Twitter emerged as one of the stars of the Super Bowl, with people sending 24.1 million tweets about the game -- up from 13.7 million last year. It’s likely much of that activity took place on mobile devices through the Twitter app.
New data from app advertising and analytics firm Flurry shows that mobile app use overall increased 19% during this year’s game compared to last year. The increased penetration of smartphones and tablets in the U.S. over the last year -- to roughly 50% and 20%, respectively -- could explain the increase in app use.
Usage spiked highest (up 17.8%) during the power outage, or Blackout Bowl, at the start of the third quarter as people picked up their devices to send tweets, go on other social platforms, or get information about the delay. Conversely, mobile usage fell nearly 10% during the halftime show when all eyes turned to Beyonce.
Flurry found that app session starts didn’t change much between game play and commercials, with use up only 3.3% during Super Bowl ads. A separate report from digital consulting firm Altimeter Group showed that three-quarters of brands integrated second-screen experiences this year, mostly through Twitter hashtags.

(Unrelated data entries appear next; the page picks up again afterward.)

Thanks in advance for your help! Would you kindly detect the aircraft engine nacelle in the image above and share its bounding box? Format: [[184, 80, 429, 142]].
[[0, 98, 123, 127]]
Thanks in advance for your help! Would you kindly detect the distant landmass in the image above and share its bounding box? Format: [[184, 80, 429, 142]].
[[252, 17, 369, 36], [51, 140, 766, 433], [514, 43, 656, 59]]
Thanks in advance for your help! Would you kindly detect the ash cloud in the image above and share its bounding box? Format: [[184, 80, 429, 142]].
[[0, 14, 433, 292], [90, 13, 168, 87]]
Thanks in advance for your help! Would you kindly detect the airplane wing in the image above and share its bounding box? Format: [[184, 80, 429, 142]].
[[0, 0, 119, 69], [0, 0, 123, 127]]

But others like Shazam saw ad integrations fall off from last year’s game, with only 2% of ads tying into the company’s social TV technology.

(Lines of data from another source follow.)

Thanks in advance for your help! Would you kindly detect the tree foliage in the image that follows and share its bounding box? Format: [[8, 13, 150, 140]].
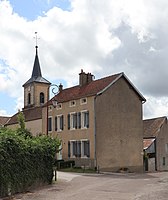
[[0, 127, 61, 197]]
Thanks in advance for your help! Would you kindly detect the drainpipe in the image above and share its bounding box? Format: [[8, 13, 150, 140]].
[[154, 138, 157, 171], [94, 95, 97, 170]]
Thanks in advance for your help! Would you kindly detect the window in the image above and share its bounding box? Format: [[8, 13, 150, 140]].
[[48, 117, 52, 132], [82, 140, 90, 157], [81, 111, 89, 128], [40, 92, 44, 104], [68, 140, 90, 158], [165, 144, 168, 153], [55, 115, 64, 132], [56, 103, 62, 110], [68, 113, 77, 130], [67, 111, 89, 130], [163, 157, 166, 166], [80, 98, 87, 105], [69, 100, 76, 107], [28, 93, 31, 105]]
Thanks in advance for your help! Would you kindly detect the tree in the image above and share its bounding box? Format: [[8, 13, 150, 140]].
[[17, 110, 32, 138]]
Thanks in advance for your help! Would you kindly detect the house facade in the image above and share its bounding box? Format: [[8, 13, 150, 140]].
[[42, 70, 146, 172], [143, 116, 168, 171]]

Comparing app use to Sunday the previous week, the report found that overall app use dipped by less than 5% during the Super Bowl. From this, the firm concluded that consumers are focusing a lot of attention on apps, even when they are sitting in front of the TV.
“This should cause advertisers to question the value of paying a premium for Super Bowl ads when the attention premium they command is eroding,” stated a blog post Tuesday by Mary Ellen Gordon, director, industry insights and analysis at Flurry. In fairness, the company has a vested interest in seeing ad dollars shift from TV to mobile, so the analysis should be taken with that knowledge in mind.

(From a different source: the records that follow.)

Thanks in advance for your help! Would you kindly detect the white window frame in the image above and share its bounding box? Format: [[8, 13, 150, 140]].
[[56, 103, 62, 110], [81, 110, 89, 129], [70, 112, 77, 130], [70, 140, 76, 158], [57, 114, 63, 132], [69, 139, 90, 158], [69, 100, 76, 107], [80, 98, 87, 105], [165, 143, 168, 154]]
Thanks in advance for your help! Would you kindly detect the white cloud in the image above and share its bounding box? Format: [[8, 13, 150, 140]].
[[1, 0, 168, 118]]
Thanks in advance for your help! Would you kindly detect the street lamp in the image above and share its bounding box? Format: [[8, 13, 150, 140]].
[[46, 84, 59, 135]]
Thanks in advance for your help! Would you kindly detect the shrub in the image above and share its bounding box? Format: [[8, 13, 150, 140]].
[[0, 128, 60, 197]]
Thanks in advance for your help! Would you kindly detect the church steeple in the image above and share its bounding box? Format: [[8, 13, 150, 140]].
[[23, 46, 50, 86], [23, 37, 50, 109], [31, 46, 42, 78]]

As The Atlantic’s Derek Thompson pointed out in a recent essay, the attention Super Bowl advertisers generate from their ads extends well beyond the 30 seconds a spot runs. “People actually talk about Super Bowl ads, on purpose. They discuss them, analyze them, rank them,” he wrote. “When else do advertisements get their own advertisements?”
In addition, advertisers are trying to capitalize on the two-screen experience to retain viewers’ attention, especially via Twitter. Oreo’s timely Twitter ad during the power outage was retweeted 10,000 times in the first hour and has since generated an avalanche of publicity for the brand.
So it’s hard to maintain, as Flurry does, that the smartphone has “disrupted the holy grail of TV events.” When the price for a 30-second Super Bowl spot rises to $4.5 million next year, will it still be making the same argument?